# Why is the most general solution of a non-homogenous linear ODE the sum of the complementary and particular solutions?

Take a linear, non-homogenous ODE:

$$Ay^{\prime\prime}(x) + By^\prime(x) + Cy(x) = f(x)$$

It is known that one can find the general solution to this equation by taking a solution to the following:

$$Ay_h^{\prime\prime}(x) + By_h^\prime(x) + Cy_h(x) = 0$$

And a particular solution of the original ODE:

$$Ay_p^{\prime\prime}(x) + By_p^\prime(x) + Cy_p(x) = f(x)$$

By adding the two together, you get the following:

$$A\Big(y_p^{\prime\prime}(x) + y_c^{\prime\prime}(x)\Big) + B\Big(y_p^\prime(x) + y_c^\prime(x)\Big) + C\Big(y_p(x) + y_c(x)\Big) = f(x)$$

Thus, it is proven that a solution to the ODE is given by $$y_p(x) + y_c(x)$$. Why, though, is this the most general solution? I'm aware the solution is made more general by the introduction of the general homogenous solution, but how do we know that there isn't a more comprehensive solution?

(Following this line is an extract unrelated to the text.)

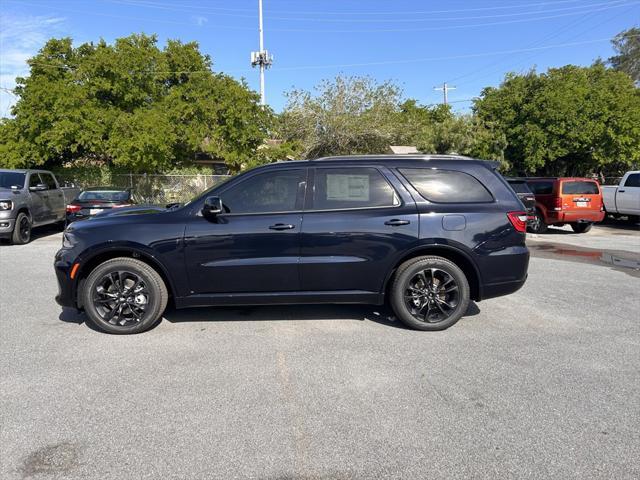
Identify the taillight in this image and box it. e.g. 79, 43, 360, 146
507, 212, 527, 233
67, 205, 82, 213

• This is because the LHS of the ODE is linear in $y$. If $y_1$ and $y_2$ are two solutions of the non-homogeneous ODE, their difference $y_1 - y_2$ will be a solution of the homogeneous ODE. – achille hui May 6 '19 at 0:18
• I've wondered this as well. Can you clarify @achillehui? Are you saying that because the difference of any two solutions is a solution there will be no other solutions because you just subtract them out? – Michael Stachowsky May 6 '19 at 0:34
• Err... OP, you are aware that technically the ODE presented in the first line simplifies to just $Dy = f$ if you define $D := A+B+C$ and factor, right? And similar for later equations. I imagine you meant to include derivatives in there somewhere. – Eevee Trainer May 6 '19 at 0:40
• @EeveeTrainer Haha, thanks for pointing that out - fixed. – VortixDev May 6 '19 at 0:44

To build on achille hui's point in the comments, this is to do with a larger property of linear maps. If you have a linear map $$T : V \to W$$, a point $$w \in W$$, and wish to solve $$Tx = w \tag{1}$$ for $$x \in V$$, then assuming the equation has a solution $$x_p$$, then the general solution to $$(1)$$ is given by \begin{align*} x &= x_p + x_c &\text{where } Tx_c = 0. \end{align*}
To show this property, consider a particular solution $$x_p$$ to $$(1)$$. If $$x$$ is another solution $$x$$ to $$(1)$$, then by linearity, $$T(x - x_p) = Tx - Tx_p = w - w = 0,$$ hence there must exist some $$x_c$$ satisfying $$Tx_c = 0$$ such that $$x - x_p = x_c$$, or equivalently, $$x = x_p + x_c$$. Conversely, if $$x = x_p + x_c$$, where $$x_c$$ satisfies $$Tx_c = 0$$, then by linearity, $$Tx = T(x_p + x_c) = Tx_p + Tx_c = w + 0 = w,$$ hence $$x$$ satisfies $$(1)$$ too. That is, $$x$$ satisfies $$(1)$$ if and only if it can be expressed as $$x = x_p + x_c$$ where $$Tx_c = 0$$, proving the property.
When we have a second order (or any order) linear ODE $$f(x)y'' + g(x)y' + h(x)y = r(x), \tag{2}$$ then we can define a linear operator $$T$$ from the vector space of twice differentiable functions in some neighbourhood of the initial point, to the space of real-valued functions on the aforementioned neighbourhood by $$T(y) = f \cdot y'' + g \cdot y' + h \cdot y$$ Then $$(2)$$ reduces to $$T(y) = r$$, which makes it analogous to $$(1)$$.
This property of linear maps also can be applied to matrix equations; the general solution to $$A\vec{x} = \vec{b}$$ is the general solution to $$A\vec{x} = \vec{0}$$ (aka the nullspace of $$A$$), but offset by a particular solution $$x_p$$.